Facebook CEO Mark Zuckerberg is really trying to get a hold of House Speaker Nancy Pelosi for a video that popped up on his social media platform, but she’s reportedly not calling him back due to her anger over it.
According to the Washington Post, Zuck has reached out to Pelosi in recent weeks but hasn’t received a reply of any kind over her frustration of a video released by a political group that showed Pelosi looking drunk and slow during her speech at the Center for American Progress last month. Facebook had refused to take the video down as it did not violate any of its rules.
According to WaPo, sources familiar say she doesn’t want to hear an explanation from Facebook as to why they didn’t take it down:
According to the people familiar the matter, Pelosi has not been eager to hear Zuckerberg’s explanation for the company’s actions.
The impasse between the nation’s most powerful Democratic lawmaker and the social media titan highlights broader tensions within the Democratic Party about Facebook and the company’s efforts to counter both foreign interference in elections and the spread of viral lies and blatant falsehoods.
A spokesperson for Pelosi declined to comment.
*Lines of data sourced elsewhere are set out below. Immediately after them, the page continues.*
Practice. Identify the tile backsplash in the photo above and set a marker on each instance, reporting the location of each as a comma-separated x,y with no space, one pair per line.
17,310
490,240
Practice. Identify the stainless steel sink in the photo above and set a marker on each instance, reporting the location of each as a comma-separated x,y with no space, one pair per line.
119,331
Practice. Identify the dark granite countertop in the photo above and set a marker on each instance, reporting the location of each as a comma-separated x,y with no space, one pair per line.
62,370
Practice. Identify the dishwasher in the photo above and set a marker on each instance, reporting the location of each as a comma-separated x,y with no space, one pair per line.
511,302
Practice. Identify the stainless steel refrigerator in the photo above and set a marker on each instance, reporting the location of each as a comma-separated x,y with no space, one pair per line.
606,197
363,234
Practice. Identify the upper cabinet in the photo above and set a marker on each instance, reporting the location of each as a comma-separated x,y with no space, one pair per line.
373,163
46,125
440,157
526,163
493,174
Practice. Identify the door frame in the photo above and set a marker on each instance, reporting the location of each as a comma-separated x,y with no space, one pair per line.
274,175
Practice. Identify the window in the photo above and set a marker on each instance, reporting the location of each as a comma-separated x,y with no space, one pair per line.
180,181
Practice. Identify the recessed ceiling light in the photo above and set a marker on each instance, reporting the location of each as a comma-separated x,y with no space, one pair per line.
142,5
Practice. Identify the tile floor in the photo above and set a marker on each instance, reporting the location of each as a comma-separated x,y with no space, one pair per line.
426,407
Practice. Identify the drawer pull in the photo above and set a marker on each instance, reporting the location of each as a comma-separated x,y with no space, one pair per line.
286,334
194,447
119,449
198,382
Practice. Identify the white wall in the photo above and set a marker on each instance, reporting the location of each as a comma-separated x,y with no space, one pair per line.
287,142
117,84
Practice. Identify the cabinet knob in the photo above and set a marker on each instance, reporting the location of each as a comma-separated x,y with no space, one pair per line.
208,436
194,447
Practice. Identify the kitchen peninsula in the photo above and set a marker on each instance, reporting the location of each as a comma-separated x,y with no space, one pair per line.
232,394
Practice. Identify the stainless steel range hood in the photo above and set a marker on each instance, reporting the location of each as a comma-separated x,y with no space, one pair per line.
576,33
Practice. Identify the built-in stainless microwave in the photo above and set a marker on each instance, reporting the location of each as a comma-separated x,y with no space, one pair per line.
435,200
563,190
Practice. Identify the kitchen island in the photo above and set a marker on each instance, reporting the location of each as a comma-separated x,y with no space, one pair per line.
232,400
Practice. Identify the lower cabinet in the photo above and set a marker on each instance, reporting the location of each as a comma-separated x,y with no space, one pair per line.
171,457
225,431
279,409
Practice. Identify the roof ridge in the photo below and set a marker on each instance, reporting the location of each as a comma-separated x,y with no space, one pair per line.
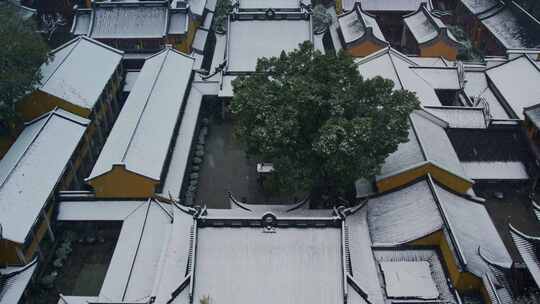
528,237
34,137
144,108
137,249
446,221
76,41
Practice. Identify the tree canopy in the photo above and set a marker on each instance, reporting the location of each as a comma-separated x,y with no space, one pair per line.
318,121
22,53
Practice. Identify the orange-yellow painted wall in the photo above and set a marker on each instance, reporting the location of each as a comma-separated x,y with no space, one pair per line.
40,102
8,249
122,183
339,6
8,253
364,48
439,48
444,177
185,45
462,281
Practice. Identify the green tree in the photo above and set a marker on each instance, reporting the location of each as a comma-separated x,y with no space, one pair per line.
22,53
321,124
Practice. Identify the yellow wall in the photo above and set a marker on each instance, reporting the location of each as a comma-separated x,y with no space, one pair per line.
462,281
442,176
8,249
363,49
8,253
40,102
185,45
439,48
120,182
339,6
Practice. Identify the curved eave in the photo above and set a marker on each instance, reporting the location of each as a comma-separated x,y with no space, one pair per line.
527,246
122,167
536,209
442,36
367,36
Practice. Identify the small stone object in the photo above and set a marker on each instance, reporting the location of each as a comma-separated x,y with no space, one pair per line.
58,263
90,239
204,131
48,280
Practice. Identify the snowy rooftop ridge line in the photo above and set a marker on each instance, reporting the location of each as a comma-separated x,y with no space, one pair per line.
28,179
426,27
61,76
154,105
357,25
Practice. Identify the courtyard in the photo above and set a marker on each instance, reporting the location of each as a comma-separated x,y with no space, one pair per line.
226,167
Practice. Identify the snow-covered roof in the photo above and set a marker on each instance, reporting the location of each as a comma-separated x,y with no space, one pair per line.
460,117
142,134
81,22
473,231
252,39
440,62
17,278
178,22
131,19
292,265
429,206
511,25
357,25
33,166
404,215
533,115
96,210
391,64
479,6
425,27
179,255
129,80
418,273
529,250
199,42
386,5
409,280
517,82
440,78
428,143
476,85
180,155
196,7
151,237
496,170
67,75
274,4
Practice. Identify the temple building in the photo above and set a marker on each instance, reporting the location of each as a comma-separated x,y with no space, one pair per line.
134,159
426,34
360,33
497,27
44,159
417,236
138,27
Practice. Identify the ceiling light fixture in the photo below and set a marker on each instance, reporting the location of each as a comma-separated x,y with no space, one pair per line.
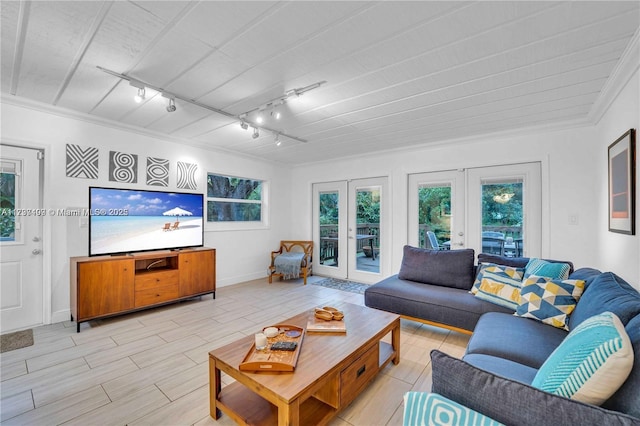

Facebook declined to comment on Zuckerberg’s private communications.
While this may seem like a case of hurt feelings, knowing Pelosi and her subliminal way of communicating her intent, this looks to me like Pelosi looking to gin up hard feelings against Facebook, which may grease the wheels for better manipulation of social networks like his.
Calls have increased to break Facebook apart and turn the social network in a government utility, and Pelosi is likely only too happy to do it. The fake video would work well to become one more example of how platforms like Facebook disseminate false information and one more bullet in the Democrat’s gun in its quest to censor the internet.
Facebook itself has a long-standing “policy that stipulates that the information you post on Facebook must be true” according to WaPo. Censoring things like the video would increase accusations of censorship and bias, which is what Zuckerberg reportedly fears.
He rightly should, too.
Whether the video is doctored or not is irrelevant. People can release footage disproving the video’s claims. Pelosi is angry because Zuck didn’t censor the attack against her right off the bat, which says a lot of about Pelosi and how she thinks the private sector should cater to her and her whims.
It also works in Pelosi’s favor that she not know the reason Facebook didn’t censor it so that when the question is asked in a more public atmosphere, say a committee hearing, the question itself can elicit more distrust from the public.
That distrust turns into more calls for a government takeover.